Issue of the week: Rethinking business education

In the wake of the economic collapse, business schools are beginning to reconsider what students should learn.

The world economy is in deep recession, Ponzi schemes and other frauds dominate the headlines, and alumni of some of the world’s most prestigious business schools have led their companies to ruin, said Philip Broughton in the London Times. “Given the present chaos, shouldn’t we be asking if business education is not just a waste of time but actually damaging to our economic health?” Despite their expensive training, these “Masters of the Business Apocalypse” missed the warning signs that financial asset prices were dangerously overheated. And when it was clear that something had gone terribly wrong, their first instinct wasn’t to acknowledge fault, but to protect their big paychecks and plush offices. “If doctors or lawyers wreaked such havoc in their own professions, we would certainly reconsider what is being taught at medical and law schools.” Why should business schools be any different?
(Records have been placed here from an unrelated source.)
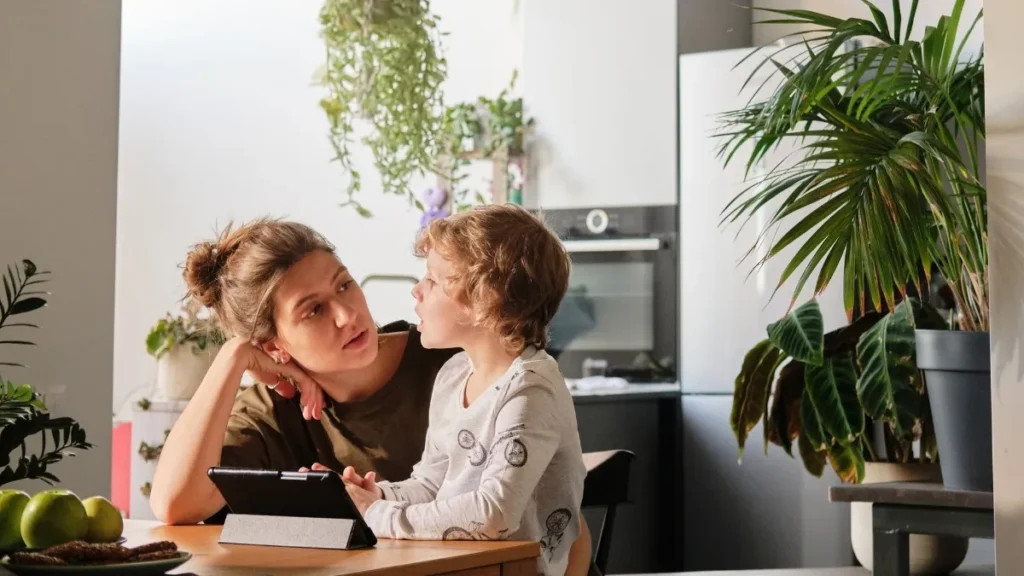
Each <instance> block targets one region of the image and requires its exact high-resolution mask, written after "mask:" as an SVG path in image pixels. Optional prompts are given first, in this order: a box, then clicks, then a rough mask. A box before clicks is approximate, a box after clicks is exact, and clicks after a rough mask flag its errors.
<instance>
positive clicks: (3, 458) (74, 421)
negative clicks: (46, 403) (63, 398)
mask: <svg viewBox="0 0 1024 576" xmlns="http://www.w3.org/2000/svg"><path fill="white" fill-rule="evenodd" d="M48 274H49V273H48V272H45V271H41V270H38V269H37V268H36V264H35V263H33V262H32V260H22V265H20V266H19V268H14V266H8V268H7V272H6V275H4V274H3V273H0V276H2V277H3V293H2V294H0V328H3V329H9V328H22V329H25V328H38V327H37V326H36V325H35V324H30V323H28V322H16V320H17V319H14V318H13V317H15V316H18V315H23V314H28V313H31V312H33V311H36V310H39V308H41V307H43V306H45V305H46V299H45V296H47V295H48V294H47V292H44V291H42V290H39V289H38V286H39V285H40V284H42V283H44V282H46V275H48ZM11 320H15V322H12V321H11ZM5 335H6V333H5ZM0 344H7V345H35V344H34V342H32V341H29V340H26V339H9V340H8V339H4V340H2V341H0ZM2 367H20V368H25V365H23V364H20V363H17V362H13V361H10V360H8V359H6V358H4V359H3V360H0V368H2ZM34 438H38V440H39V444H38V446H39V449H38V452H34V451H30V450H28V449H27V448H26V445H27V443H28V441H29V440H30V439H34ZM29 445H30V446H37V444H36V443H35V442H34V441H33V442H32V443H31V444H29ZM89 448H92V445H91V444H89V442H88V441H87V440H86V437H85V429H83V428H82V426H81V425H79V423H78V422H77V421H75V420H74V419H73V418H69V417H67V416H65V417H52V416H51V414H50V413H49V411H48V410H47V409H46V405H45V404H44V402H43V398H42V396H41V395H40V394H39V393H37V392H36V390H35V389H34V388H33V387H32V386H31V385H29V384H15V383H13V382H11V381H10V380H8V379H6V378H4V377H3V376H0V486H4V485H7V484H10V483H12V482H16V481H20V480H32V479H38V480H42V481H43V482H45V483H47V484H50V485H53V484H56V483H58V482H60V480H59V479H58V478H57V477H56V476H54V475H53V474H52V472H50V471H49V469H48V468H49V466H52V465H53V464H56V463H57V462H59V461H60V460H62V459H63V457H65V456H74V455H75V453H74V452H73V450H88V449H89ZM15 451H17V454H15Z"/></svg>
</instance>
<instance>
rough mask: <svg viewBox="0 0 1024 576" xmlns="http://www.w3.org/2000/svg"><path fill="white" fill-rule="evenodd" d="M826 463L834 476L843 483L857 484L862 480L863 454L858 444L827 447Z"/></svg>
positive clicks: (849, 483) (863, 476) (846, 444)
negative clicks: (836, 476) (836, 477)
mask: <svg viewBox="0 0 1024 576" xmlns="http://www.w3.org/2000/svg"><path fill="white" fill-rule="evenodd" d="M828 462H829V463H831V465H833V469H834V470H836V476H838V477H839V479H840V480H842V481H843V482H845V483H848V484H859V483H860V481H862V480H864V454H863V453H862V452H861V451H860V443H858V442H855V443H853V444H834V445H831V446H829V447H828Z"/></svg>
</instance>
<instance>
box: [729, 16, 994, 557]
mask: <svg viewBox="0 0 1024 576" xmlns="http://www.w3.org/2000/svg"><path fill="white" fill-rule="evenodd" d="M865 4H866V5H867V11H868V12H869V13H865V16H867V17H864V18H860V17H854V18H845V19H844V18H838V17H834V16H830V15H827V14H822V13H818V12H813V11H809V10H774V9H762V11H766V12H770V13H772V14H774V16H773V17H772V18H771V19H767V20H764V22H762V23H759V24H761V25H773V24H785V25H793V24H797V25H801V26H802V27H803V28H804V29H805V30H804V31H803V32H802V33H800V34H802V35H803V38H802V41H801V42H798V43H794V44H790V45H783V46H781V47H772V46H769V47H766V48H762V49H761V50H764V49H770V50H771V53H770V54H769V55H767V56H765V57H764V59H763V61H762V63H761V67H769V68H770V69H771V70H774V72H775V74H776V75H778V76H777V78H778V82H777V84H775V85H774V87H773V88H771V89H770V90H768V93H767V95H764V96H763V97H760V96H757V95H756V97H755V98H752V101H751V104H750V105H749V106H746V107H744V108H742V109H740V110H737V111H733V112H729V113H727V114H725V115H724V116H723V118H722V130H721V134H720V135H721V136H722V138H723V139H722V145H721V148H720V153H721V157H722V159H723V161H724V162H725V163H729V162H732V161H736V160H737V159H739V158H742V160H743V161H744V162H745V163H746V166H748V169H749V173H752V171H751V168H752V167H753V166H755V165H758V164H760V163H762V162H763V161H765V159H766V158H767V157H768V155H769V154H770V153H771V152H772V151H773V150H775V149H776V148H777V147H778V146H779V145H781V143H782V142H787V143H788V142H796V147H797V151H796V153H795V154H793V155H792V156H791V157H790V158H788V159H787V161H786V162H785V163H784V165H779V166H778V167H777V168H776V169H773V170H770V171H768V173H767V174H766V175H764V176H759V177H754V178H752V181H751V186H750V187H749V188H746V189H745V190H744V191H742V192H741V193H740V194H739V195H737V196H736V198H735V199H733V201H732V202H731V203H730V204H729V206H728V207H727V208H726V210H725V212H724V213H723V222H729V223H732V222H739V221H742V220H746V219H749V218H751V217H752V216H754V215H755V214H758V215H763V217H764V218H765V219H766V220H767V221H768V222H769V224H768V227H767V229H768V231H766V233H765V234H763V235H761V237H760V238H759V241H758V242H759V246H758V248H759V249H761V250H762V251H763V253H764V254H765V255H764V256H763V258H762V259H761V260H759V262H758V263H757V264H756V265H759V264H761V263H763V262H764V261H766V260H767V259H769V258H772V257H774V256H775V255H777V254H779V253H780V252H782V251H783V250H784V249H786V248H787V247H793V248H795V249H796V251H795V256H794V257H793V258H792V260H791V261H790V262H788V263H787V265H786V266H785V269H784V271H783V273H782V275H781V277H780V278H779V281H778V286H782V285H783V284H784V283H785V282H786V281H787V280H790V279H791V278H794V279H797V282H796V289H795V291H794V294H795V301H794V302H793V304H792V306H791V310H792V313H791V314H790V315H787V316H786V317H785V318H784V319H782V320H780V321H778V322H776V323H774V324H772V325H771V326H769V327H768V330H767V332H768V338H766V339H765V340H763V341H762V342H760V343H759V344H758V345H757V346H755V348H753V349H752V351H751V353H750V354H748V356H746V359H745V361H744V363H743V366H742V367H741V369H740V373H739V375H738V376H737V379H736V395H735V397H734V399H735V404H734V407H733V416H732V426H733V428H734V430H735V431H736V436H737V441H738V442H739V446H740V449H742V446H743V442H744V441H745V440H746V436H748V435H749V433H750V430H751V429H752V428H753V427H754V425H756V424H757V423H758V422H759V421H760V420H761V419H762V418H763V419H764V420H765V444H766V448H767V444H768V443H775V444H778V445H779V446H782V447H783V448H784V449H786V450H787V451H788V450H790V449H791V448H790V447H791V446H792V444H793V443H796V444H797V445H798V448H799V452H800V455H801V456H802V458H803V460H804V464H805V467H807V469H808V470H810V471H811V472H814V474H817V475H820V474H821V471H822V470H823V468H824V465H825V463H826V462H827V463H830V464H831V467H833V468H834V469H836V471H837V472H838V475H839V477H840V478H841V479H842V480H844V481H846V482H872V481H874V480H872V477H873V478H874V479H878V478H883V479H885V480H908V479H918V480H925V479H929V480H935V479H937V478H938V477H939V475H938V474H933V472H928V471H927V470H928V468H929V467H931V468H933V469H934V468H935V467H936V466H937V465H940V466H941V478H942V479H943V481H944V482H945V483H946V484H947V485H948V486H955V487H972V488H985V482H984V480H985V479H984V478H982V479H975V480H974V481H972V482H964V481H965V479H966V478H970V477H969V476H968V475H965V472H966V471H967V470H966V469H965V467H964V465H965V464H967V466H969V467H971V468H973V469H981V470H982V471H983V472H987V479H988V487H990V482H991V480H990V479H991V444H990V443H991V440H990V425H989V423H988V422H989V420H990V415H989V408H988V405H989V400H988V399H989V394H990V393H989V387H988V376H987V369H988V368H987V361H988V348H987V332H986V330H987V329H988V308H987V293H988V288H987V239H986V230H987V213H986V202H985V189H984V186H983V183H982V181H981V176H980V169H979V162H978V155H979V143H980V141H981V140H982V139H983V138H984V106H983V105H984V91H983V64H982V56H981V54H978V55H974V56H970V57H968V56H966V54H965V53H964V46H965V43H966V41H967V40H968V37H969V36H970V35H971V32H972V31H973V30H974V28H975V26H976V25H977V23H978V22H980V19H981V14H980V13H979V14H978V15H977V17H975V18H974V20H973V24H972V25H970V26H968V27H962V26H961V23H962V15H963V9H964V1H963V0H956V1H955V2H954V3H953V7H952V11H951V13H950V14H949V15H947V16H943V17H941V18H939V20H938V22H937V23H935V24H934V25H933V26H928V27H926V28H925V29H924V34H923V35H920V36H921V39H920V40H919V39H915V36H916V35H914V34H913V33H914V19H915V14H916V7H918V1H916V0H914V1H912V2H911V6H910V9H909V11H908V12H907V13H904V12H903V11H902V10H901V8H900V3H899V2H898V1H894V2H893V4H892V18H891V19H890V18H888V17H887V16H886V15H885V14H884V12H883V11H882V10H881V9H880V8H879V7H878V6H877V5H874V4H872V3H871V2H866V1H865ZM964 28H966V29H967V30H966V33H965V32H964V30H963V29H964ZM761 50H758V51H756V52H755V53H758V52H760V51H761ZM752 56H754V54H752ZM749 57H750V56H749ZM776 231H778V234H777V236H775V232H776ZM756 252H757V251H756V250H753V249H752V253H756ZM841 266H842V268H841ZM840 271H841V273H842V278H843V285H842V286H843V295H844V301H845V304H846V311H847V317H848V320H849V326H847V327H845V328H843V329H841V330H839V331H836V332H833V333H830V334H823V333H822V329H821V322H820V312H818V311H817V307H816V303H815V302H814V301H813V300H812V301H811V302H807V303H803V304H801V305H798V303H799V302H798V301H796V297H797V295H798V294H800V293H802V291H803V289H804V287H805V286H807V285H808V283H809V282H811V281H812V280H813V287H814V291H815V294H817V293H820V292H821V291H822V290H824V289H825V287H826V286H828V285H829V283H830V281H831V280H833V279H834V277H835V276H836V274H837V273H838V272H840ZM944 311H948V316H947V315H946V314H944ZM956 329H958V330H956ZM936 353H938V354H936ZM922 372H924V377H922ZM926 381H927V384H928V385H927V386H926V385H925V382H926ZM773 390H774V392H773ZM769 397H771V399H770V398H769ZM769 400H771V402H770V403H769ZM965 433H966V434H965ZM965 440H966V441H969V442H974V443H975V444H974V445H971V444H966V443H965V442H964V441H965ZM919 442H920V444H919V446H920V448H919V450H918V453H916V454H914V453H913V451H912V447H913V446H914V445H915V443H919ZM940 455H941V458H939V456H940ZM937 459H938V461H939V464H936V463H935V461H936V460H937ZM914 465H918V467H919V468H921V466H924V469H918V470H914V469H913V466H914ZM883 470H884V471H883ZM893 470H900V471H899V472H898V474H896V475H895V476H894V475H893V474H892V471H893ZM935 472H938V470H937V469H936V470H935ZM858 516H861V515H859V513H858V512H857V510H855V513H854V525H855V526H854V548H855V551H856V552H857V557H858V559H859V560H860V561H861V563H862V564H865V566H869V563H870V554H869V553H867V554H866V556H865V554H864V550H863V546H860V547H859V549H858V545H857V541H858V533H860V534H861V535H864V534H863V532H864V531H863V527H861V528H859V529H858V527H857V524H858V518H857V517H858ZM861 520H863V519H861ZM868 520H869V519H868ZM861 524H863V523H861ZM867 530H868V532H867V534H866V535H864V536H866V539H867V540H868V541H869V524H868V525H867ZM918 540H919V542H921V539H918ZM962 544H963V545H961V546H959V547H958V549H959V550H965V549H966V543H962ZM915 547H916V546H914V542H913V539H911V548H912V549H911V563H912V565H914V567H913V570H914V571H915V572H921V571H923V570H927V569H926V568H923V567H922V565H921V562H914V557H915V556H918V557H919V558H920V557H921V548H918V553H916V554H915V551H914V549H913V548H915ZM940 549H942V550H943V551H949V550H950V549H951V547H950V544H949V543H946V544H942V545H941V547H940ZM954 556H956V554H954ZM958 556H959V559H958V560H956V559H954V560H949V561H948V563H952V562H955V563H956V564H958V563H959V562H961V561H962V560H963V556H962V554H958ZM948 563H947V564H948ZM933 564H934V563H933ZM934 568H935V567H934V566H933V567H932V569H934Z"/></svg>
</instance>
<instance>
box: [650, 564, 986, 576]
mask: <svg viewBox="0 0 1024 576" xmlns="http://www.w3.org/2000/svg"><path fill="white" fill-rule="evenodd" d="M870 574H871V573H870V571H868V570H865V569H863V568H860V567H847V568H787V569H786V568H783V569H780V570H725V571H715V572H679V573H676V574H674V575H673V576H870ZM644 576H669V575H668V574H645V575H644ZM949 576H995V567H994V566H990V565H989V566H971V567H964V568H961V569H958V570H956V571H955V572H953V573H952V574H950V575H949Z"/></svg>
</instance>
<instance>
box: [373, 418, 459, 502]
mask: <svg viewBox="0 0 1024 576" xmlns="http://www.w3.org/2000/svg"><path fill="white" fill-rule="evenodd" d="M447 462H449V460H447V454H444V453H442V452H441V451H440V450H438V449H437V446H436V445H435V444H434V442H433V439H432V434H431V431H430V430H428V431H427V442H426V444H425V446H424V447H423V456H422V457H420V461H419V462H417V463H416V465H414V466H413V472H412V475H411V476H410V477H409V480H403V481H401V482H384V481H382V482H378V483H377V487H378V488H380V489H381V494H380V495H381V496H382V497H383V498H384V499H385V500H391V501H396V502H406V503H409V504H419V503H423V502H429V501H431V500H433V499H434V497H435V496H437V491H438V490H439V489H440V487H441V482H443V481H444V474H445V472H446V471H447Z"/></svg>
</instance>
To be fair, the “internal soul searching” at business schools is well under way, said Francesca Di Meglio in BusinessWeek. In particular, educators are rethinking “the gospel of shareholder value.” Many critics say that the heavy emphasis on shareholder value has “allowed a kind of moral relativism to flourish on campus and, ultimately, in the business world itself.” Students, say the critics, learn that almost any legal or ethical shortcut is justified if it rewards shareholders. But blaming the economic catastrophe on business schools is a stretch. After all, “a lot of the corporate leaders who were among the worst offenders never came within a stone’s throw of an MBA.”